Without taking away importance from Van Gogh’s paintings, the exhibition uses the artist’s letters as a starting point. His letters were often used as written “sketches” to signal a work in progress or a completed work. Actual works are referenced as are those pertaining to other artists with the majority of the letters written to his brother Theo, an art dealer who supported Vincent throughout his very challenging artistic career. Letters were also written to other family members such as his sister Wilhelmina and others were written to artists such as Anton van Rappard, Emile Bernard, and Paul Gauguin during various phases of his life.
The exhibition incorporates the latest edition of the artist’s correspondence: Vincent van Gogh- The Letters: The Complete Illustrated and Annotated Edition. The new edition is the result of 15 years of scholarship by Leo Jansen, Hans Luijten and Nienke Bakker of the Van Gogh Museum. His letters, like his art, are often excruciatingly emotional. They reflect a deep pondering over the questions of art, nature, and literature. They are, undoubtedly, great works of literature.

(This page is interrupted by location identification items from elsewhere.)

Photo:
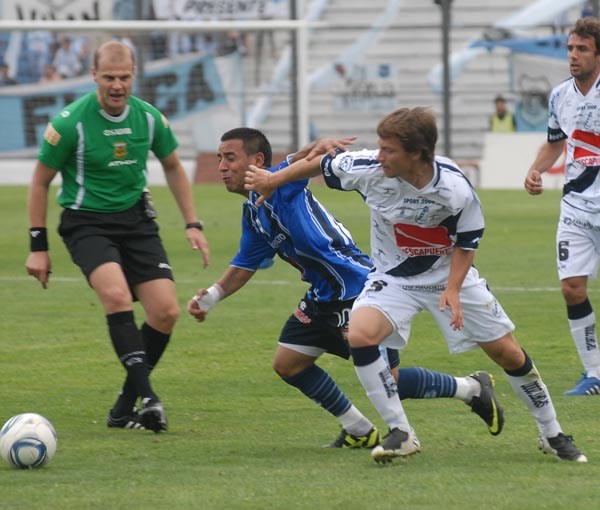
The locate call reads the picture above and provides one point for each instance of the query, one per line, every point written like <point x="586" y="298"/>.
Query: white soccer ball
<point x="27" y="441"/>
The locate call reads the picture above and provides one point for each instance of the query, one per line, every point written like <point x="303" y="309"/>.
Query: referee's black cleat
<point x="562" y="447"/>
<point x="127" y="421"/>
<point x="153" y="416"/>
<point x="486" y="405"/>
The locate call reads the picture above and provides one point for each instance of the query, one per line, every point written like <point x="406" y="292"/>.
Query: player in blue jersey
<point x="426" y="224"/>
<point x="297" y="228"/>
<point x="573" y="120"/>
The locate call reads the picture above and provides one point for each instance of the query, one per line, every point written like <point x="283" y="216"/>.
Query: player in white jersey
<point x="426" y="223"/>
<point x="574" y="120"/>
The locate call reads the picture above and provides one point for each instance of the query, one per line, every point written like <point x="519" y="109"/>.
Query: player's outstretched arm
<point x="180" y="187"/>
<point x="38" y="262"/>
<point x="233" y="279"/>
<point x="546" y="157"/>
<point x="460" y="263"/>
<point x="322" y="146"/>
<point x="266" y="183"/>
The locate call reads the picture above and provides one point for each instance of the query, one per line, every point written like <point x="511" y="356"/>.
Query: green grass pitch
<point x="240" y="438"/>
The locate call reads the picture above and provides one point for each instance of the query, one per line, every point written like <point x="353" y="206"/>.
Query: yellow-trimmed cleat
<point x="347" y="440"/>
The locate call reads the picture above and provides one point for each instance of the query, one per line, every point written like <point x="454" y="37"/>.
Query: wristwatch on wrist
<point x="195" y="224"/>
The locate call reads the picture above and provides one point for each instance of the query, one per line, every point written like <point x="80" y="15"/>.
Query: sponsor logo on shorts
<point x="425" y="288"/>
<point x="377" y="286"/>
<point x="301" y="316"/>
<point x="585" y="225"/>
<point x="494" y="308"/>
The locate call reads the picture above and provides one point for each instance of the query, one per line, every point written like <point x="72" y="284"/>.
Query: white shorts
<point x="400" y="301"/>
<point x="577" y="243"/>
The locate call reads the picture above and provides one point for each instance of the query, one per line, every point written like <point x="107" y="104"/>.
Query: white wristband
<point x="209" y="300"/>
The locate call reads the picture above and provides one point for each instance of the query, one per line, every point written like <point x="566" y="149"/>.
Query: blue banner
<point x="176" y="87"/>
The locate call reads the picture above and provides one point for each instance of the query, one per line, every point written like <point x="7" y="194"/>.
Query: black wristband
<point x="196" y="224"/>
<point x="38" y="239"/>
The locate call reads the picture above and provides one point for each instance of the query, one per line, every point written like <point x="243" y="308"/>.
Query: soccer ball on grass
<point x="27" y="440"/>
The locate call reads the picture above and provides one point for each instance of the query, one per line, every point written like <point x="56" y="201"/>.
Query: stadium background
<point x="212" y="65"/>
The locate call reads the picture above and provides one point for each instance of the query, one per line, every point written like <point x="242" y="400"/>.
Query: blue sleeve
<point x="291" y="189"/>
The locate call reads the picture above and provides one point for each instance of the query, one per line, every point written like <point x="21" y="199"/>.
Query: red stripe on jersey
<point x="414" y="236"/>
<point x="587" y="138"/>
<point x="580" y="152"/>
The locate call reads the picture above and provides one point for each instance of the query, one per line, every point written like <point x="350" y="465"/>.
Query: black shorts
<point x="128" y="238"/>
<point x="324" y="325"/>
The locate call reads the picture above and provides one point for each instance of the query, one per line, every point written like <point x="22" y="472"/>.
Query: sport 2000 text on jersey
<point x="102" y="158"/>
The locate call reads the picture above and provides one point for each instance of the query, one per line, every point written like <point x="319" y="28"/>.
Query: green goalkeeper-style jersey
<point x="102" y="159"/>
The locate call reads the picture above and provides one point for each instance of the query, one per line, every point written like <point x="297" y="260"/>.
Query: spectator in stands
<point x="67" y="61"/>
<point x="50" y="74"/>
<point x="5" y="78"/>
<point x="587" y="9"/>
<point x="502" y="121"/>
<point x="39" y="46"/>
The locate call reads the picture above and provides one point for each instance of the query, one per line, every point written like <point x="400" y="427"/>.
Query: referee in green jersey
<point x="100" y="145"/>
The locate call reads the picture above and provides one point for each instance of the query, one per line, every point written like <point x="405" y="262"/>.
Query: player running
<point x="426" y="223"/>
<point x="296" y="227"/>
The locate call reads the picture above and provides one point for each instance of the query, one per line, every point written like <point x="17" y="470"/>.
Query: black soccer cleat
<point x="486" y="405"/>
<point x="127" y="421"/>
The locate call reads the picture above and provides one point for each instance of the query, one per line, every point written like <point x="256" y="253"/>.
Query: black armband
<point x="38" y="239"/>
<point x="196" y="224"/>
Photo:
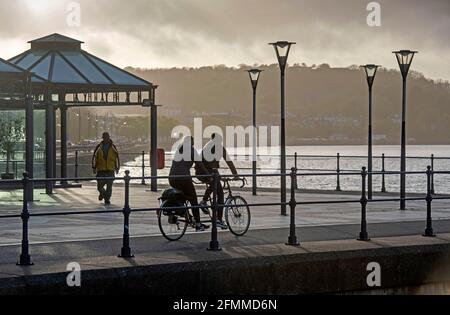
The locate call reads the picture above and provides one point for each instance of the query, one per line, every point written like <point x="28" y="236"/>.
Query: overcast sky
<point x="177" y="33"/>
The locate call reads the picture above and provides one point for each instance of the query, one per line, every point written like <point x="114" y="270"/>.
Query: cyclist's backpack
<point x="173" y="198"/>
<point x="199" y="174"/>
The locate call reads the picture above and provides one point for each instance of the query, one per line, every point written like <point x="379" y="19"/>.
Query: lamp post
<point x="371" y="71"/>
<point x="282" y="50"/>
<point x="254" y="78"/>
<point x="404" y="58"/>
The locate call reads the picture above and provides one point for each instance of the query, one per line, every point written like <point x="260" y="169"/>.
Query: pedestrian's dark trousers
<point x="220" y="198"/>
<point x="101" y="183"/>
<point x="187" y="187"/>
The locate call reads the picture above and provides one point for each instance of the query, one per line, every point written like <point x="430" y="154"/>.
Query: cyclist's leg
<point x="191" y="194"/>
<point x="220" y="201"/>
<point x="207" y="193"/>
<point x="187" y="187"/>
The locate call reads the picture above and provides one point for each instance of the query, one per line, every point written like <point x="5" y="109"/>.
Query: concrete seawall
<point x="315" y="268"/>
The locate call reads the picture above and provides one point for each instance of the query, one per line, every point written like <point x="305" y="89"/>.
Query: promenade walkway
<point x="110" y="225"/>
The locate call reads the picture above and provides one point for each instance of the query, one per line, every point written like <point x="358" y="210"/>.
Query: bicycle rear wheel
<point x="237" y="215"/>
<point x="173" y="227"/>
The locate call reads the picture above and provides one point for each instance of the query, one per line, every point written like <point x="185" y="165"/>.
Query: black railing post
<point x="25" y="259"/>
<point x="143" y="168"/>
<point x="383" y="171"/>
<point x="432" y="174"/>
<point x="126" y="250"/>
<point x="429" y="199"/>
<point x="363" y="235"/>
<point x="214" y="244"/>
<point x="292" y="240"/>
<point x="338" y="171"/>
<point x="76" y="166"/>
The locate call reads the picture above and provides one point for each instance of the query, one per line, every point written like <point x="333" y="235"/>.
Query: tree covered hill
<point x="324" y="105"/>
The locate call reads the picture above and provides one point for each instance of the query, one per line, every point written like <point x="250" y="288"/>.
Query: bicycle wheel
<point x="237" y="215"/>
<point x="173" y="227"/>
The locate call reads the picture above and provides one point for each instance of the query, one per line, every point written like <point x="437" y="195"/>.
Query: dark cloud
<point x="196" y="32"/>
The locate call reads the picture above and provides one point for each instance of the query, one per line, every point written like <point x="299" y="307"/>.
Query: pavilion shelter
<point x="16" y="90"/>
<point x="75" y="78"/>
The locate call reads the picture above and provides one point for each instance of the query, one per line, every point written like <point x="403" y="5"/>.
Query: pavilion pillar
<point x="49" y="141"/>
<point x="154" y="147"/>
<point x="54" y="142"/>
<point x="29" y="132"/>
<point x="63" y="113"/>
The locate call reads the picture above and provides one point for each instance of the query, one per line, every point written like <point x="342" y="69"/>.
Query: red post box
<point x="161" y="159"/>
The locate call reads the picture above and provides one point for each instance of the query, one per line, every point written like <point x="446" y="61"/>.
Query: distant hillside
<point x="324" y="105"/>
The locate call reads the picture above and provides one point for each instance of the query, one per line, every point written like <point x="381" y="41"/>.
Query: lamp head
<point x="282" y="49"/>
<point x="254" y="76"/>
<point x="371" y="71"/>
<point x="405" y="58"/>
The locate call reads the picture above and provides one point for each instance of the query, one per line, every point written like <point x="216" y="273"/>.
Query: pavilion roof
<point x="65" y="66"/>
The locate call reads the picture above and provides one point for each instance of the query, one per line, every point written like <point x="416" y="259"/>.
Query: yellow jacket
<point x="111" y="163"/>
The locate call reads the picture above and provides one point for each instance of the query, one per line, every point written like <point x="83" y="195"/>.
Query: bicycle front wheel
<point x="237" y="215"/>
<point x="173" y="227"/>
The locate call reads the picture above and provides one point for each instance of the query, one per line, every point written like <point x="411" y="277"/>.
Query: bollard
<point x="25" y="259"/>
<point x="292" y="240"/>
<point x="76" y="166"/>
<point x="126" y="250"/>
<point x="143" y="168"/>
<point x="296" y="168"/>
<point x="429" y="199"/>
<point x="363" y="236"/>
<point x="338" y="171"/>
<point x="214" y="244"/>
<point x="432" y="175"/>
<point x="383" y="175"/>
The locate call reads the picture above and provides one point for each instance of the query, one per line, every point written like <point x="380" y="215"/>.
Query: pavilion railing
<point x="128" y="210"/>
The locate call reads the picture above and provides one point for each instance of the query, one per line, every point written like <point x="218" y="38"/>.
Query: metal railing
<point x="126" y="252"/>
<point x="296" y="161"/>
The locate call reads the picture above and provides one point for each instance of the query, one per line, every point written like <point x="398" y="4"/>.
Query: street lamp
<point x="254" y="78"/>
<point x="404" y="58"/>
<point x="282" y="50"/>
<point x="371" y="71"/>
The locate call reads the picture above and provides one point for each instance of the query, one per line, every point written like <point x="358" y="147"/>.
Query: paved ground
<point x="110" y="225"/>
<point x="91" y="255"/>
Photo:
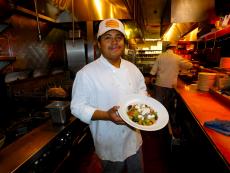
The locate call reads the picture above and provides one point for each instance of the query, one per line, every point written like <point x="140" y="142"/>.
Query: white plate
<point x="162" y="113"/>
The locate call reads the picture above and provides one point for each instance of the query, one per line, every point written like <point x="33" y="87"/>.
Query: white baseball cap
<point x="110" y="24"/>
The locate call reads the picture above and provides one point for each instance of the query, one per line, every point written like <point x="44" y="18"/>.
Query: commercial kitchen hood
<point x="60" y="11"/>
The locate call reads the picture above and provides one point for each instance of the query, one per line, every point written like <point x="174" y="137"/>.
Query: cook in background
<point x="97" y="89"/>
<point x="165" y="71"/>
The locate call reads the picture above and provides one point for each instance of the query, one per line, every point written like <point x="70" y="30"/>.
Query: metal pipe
<point x="37" y="18"/>
<point x="73" y="20"/>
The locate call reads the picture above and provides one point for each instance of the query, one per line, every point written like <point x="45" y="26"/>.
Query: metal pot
<point x="59" y="111"/>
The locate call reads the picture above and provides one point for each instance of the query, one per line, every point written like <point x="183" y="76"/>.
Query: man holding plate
<point x="97" y="90"/>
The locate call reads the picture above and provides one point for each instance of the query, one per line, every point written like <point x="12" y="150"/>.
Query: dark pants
<point x="133" y="164"/>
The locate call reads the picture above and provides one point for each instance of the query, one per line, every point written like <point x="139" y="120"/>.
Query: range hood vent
<point x="64" y="11"/>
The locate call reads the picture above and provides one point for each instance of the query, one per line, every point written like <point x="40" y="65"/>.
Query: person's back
<point x="167" y="68"/>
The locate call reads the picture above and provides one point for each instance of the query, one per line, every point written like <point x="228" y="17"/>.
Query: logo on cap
<point x="112" y="24"/>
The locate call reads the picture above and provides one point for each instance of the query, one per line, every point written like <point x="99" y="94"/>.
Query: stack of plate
<point x="205" y="80"/>
<point x="225" y="62"/>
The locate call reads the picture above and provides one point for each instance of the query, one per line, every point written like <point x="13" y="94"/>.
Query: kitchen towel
<point x="221" y="126"/>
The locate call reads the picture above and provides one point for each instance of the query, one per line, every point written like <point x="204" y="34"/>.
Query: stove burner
<point x="23" y="125"/>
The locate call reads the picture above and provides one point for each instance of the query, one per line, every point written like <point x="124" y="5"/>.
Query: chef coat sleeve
<point x="80" y="106"/>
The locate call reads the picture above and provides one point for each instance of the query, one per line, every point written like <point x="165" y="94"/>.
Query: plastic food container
<point x="59" y="111"/>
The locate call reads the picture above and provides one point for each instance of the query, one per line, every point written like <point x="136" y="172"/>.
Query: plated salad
<point x="142" y="114"/>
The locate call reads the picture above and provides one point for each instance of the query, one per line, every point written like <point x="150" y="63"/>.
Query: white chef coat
<point x="167" y="67"/>
<point x="100" y="85"/>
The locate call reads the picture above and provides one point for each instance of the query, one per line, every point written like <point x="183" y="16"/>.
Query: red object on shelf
<point x="216" y="34"/>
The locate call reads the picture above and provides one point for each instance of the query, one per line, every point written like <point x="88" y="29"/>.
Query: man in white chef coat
<point x="97" y="89"/>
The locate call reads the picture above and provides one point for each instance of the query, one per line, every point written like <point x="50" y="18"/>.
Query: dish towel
<point x="221" y="126"/>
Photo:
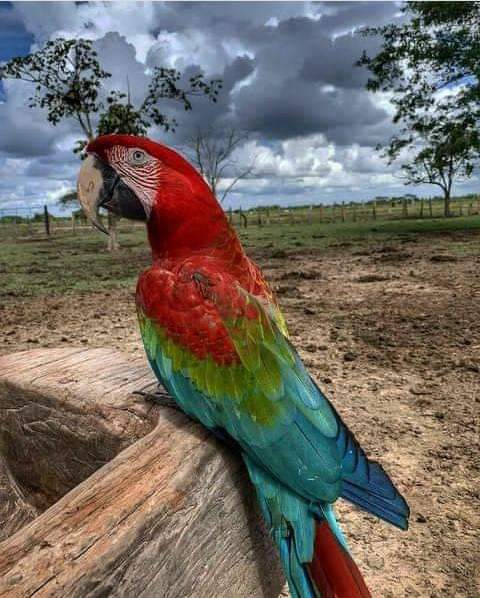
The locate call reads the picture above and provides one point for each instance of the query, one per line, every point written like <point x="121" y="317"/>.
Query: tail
<point x="313" y="551"/>
<point x="333" y="572"/>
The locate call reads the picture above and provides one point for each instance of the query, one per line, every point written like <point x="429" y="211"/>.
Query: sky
<point x="289" y="81"/>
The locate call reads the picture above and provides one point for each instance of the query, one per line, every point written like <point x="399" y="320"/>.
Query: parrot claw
<point x="157" y="395"/>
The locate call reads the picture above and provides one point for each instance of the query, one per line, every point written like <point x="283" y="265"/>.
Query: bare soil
<point x="392" y="334"/>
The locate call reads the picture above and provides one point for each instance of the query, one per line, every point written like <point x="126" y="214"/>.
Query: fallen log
<point x="172" y="515"/>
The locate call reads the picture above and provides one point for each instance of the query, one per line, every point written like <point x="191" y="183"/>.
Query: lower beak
<point x="99" y="186"/>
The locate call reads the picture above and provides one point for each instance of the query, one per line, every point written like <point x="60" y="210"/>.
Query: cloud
<point x="289" y="79"/>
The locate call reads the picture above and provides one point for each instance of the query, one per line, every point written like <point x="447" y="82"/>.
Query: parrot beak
<point x="99" y="186"/>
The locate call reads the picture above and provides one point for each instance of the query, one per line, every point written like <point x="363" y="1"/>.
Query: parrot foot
<point x="157" y="395"/>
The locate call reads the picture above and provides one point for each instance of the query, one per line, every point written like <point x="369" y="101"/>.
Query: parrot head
<point x="140" y="179"/>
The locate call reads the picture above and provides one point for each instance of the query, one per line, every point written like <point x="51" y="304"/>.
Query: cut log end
<point x="107" y="494"/>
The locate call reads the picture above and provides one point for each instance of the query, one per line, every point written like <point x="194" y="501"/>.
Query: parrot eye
<point x="138" y="157"/>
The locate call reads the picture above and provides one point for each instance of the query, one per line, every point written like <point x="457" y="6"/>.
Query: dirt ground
<point x="392" y="334"/>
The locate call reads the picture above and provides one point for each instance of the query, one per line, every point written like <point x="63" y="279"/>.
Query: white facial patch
<point x="141" y="175"/>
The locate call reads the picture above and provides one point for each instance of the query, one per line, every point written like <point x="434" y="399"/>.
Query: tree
<point x="68" y="78"/>
<point x="212" y="152"/>
<point x="430" y="66"/>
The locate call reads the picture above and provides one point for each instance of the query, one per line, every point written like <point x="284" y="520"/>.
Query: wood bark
<point x="172" y="515"/>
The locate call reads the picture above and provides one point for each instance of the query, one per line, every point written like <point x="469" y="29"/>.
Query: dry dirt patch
<point x="395" y="342"/>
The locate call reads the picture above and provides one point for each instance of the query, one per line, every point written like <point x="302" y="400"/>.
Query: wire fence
<point x="38" y="220"/>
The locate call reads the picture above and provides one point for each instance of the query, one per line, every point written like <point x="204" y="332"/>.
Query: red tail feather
<point x="333" y="570"/>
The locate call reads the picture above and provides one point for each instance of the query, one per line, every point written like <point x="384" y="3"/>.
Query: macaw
<point x="217" y="341"/>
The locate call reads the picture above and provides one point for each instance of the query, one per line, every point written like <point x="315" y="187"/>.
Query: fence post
<point x="243" y="218"/>
<point x="47" y="220"/>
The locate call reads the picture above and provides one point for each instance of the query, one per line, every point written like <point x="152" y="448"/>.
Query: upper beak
<point x="99" y="186"/>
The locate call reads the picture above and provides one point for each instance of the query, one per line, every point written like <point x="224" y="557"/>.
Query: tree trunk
<point x="446" y="204"/>
<point x="113" y="244"/>
<point x="172" y="515"/>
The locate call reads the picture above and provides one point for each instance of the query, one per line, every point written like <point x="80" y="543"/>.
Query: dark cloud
<point x="288" y="79"/>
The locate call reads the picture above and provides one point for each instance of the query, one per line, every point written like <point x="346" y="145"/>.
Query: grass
<point x="79" y="263"/>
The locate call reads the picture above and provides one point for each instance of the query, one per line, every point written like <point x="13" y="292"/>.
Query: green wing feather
<point x="266" y="401"/>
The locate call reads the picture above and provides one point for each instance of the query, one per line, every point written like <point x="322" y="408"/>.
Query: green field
<point x="75" y="263"/>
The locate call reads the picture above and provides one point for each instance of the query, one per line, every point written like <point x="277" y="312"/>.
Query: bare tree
<point x="212" y="152"/>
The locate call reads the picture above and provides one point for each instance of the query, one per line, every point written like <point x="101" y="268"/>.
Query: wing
<point x="224" y="354"/>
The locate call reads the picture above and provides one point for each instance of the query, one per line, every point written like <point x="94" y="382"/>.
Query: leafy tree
<point x="430" y="66"/>
<point x="68" y="77"/>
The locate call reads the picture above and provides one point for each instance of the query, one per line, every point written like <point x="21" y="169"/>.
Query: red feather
<point x="333" y="571"/>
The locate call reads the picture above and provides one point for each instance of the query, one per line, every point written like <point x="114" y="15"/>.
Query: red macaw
<point x="216" y="339"/>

Van Gogh was born in the South of Netherlands in 1853 and was the second of six children by a Protestant pastor. During his early years, the artist worked for a firm of art dealers in The Hague and in London before he became a missionary worker. His artistic career began when he was 27 years old and spanned only ten years until his suicide in 1890. Mostly self-taught, he produced more than 800 paintings and 1,200 drawings during his short career. He compulsively wrote eloquent letters expressing his hard-working and exceptionally sensitive nature and most importantly, his great intellect. Regardless of his melancholic nature and his eventual suicide, his writings express of love for life.
“And if my illness recurred you would excuse me, I still love art and life very much.”- To Theo Van Gogh and Jo van Gogh-Bonger. Auvers-sur-Oise, Wednesday, 2 July 1890
“Love many things, for therein lies the true strength, and whosoever loves much performs much, and can accomplish much, and what is done in love is done well.”- (As quoted in Wisdom for the Soul: Five Millennia of Prescriptions for Spiritual Healing (2006) by Larry Chang, p. 483)
“For me, the work is an absolute necessity. I cannot put it off; I don’t care for anything else; that is to say, the pleasure in something else ceases at once, and I become melancholy when I cannot go on with my work. I feel then as the weaver does when he sees that his threads have got tangled, the pattern he had on the loom has gone to the deuce, and his exertion and deliberation are lost.” –Letter to Theo Van Gogh.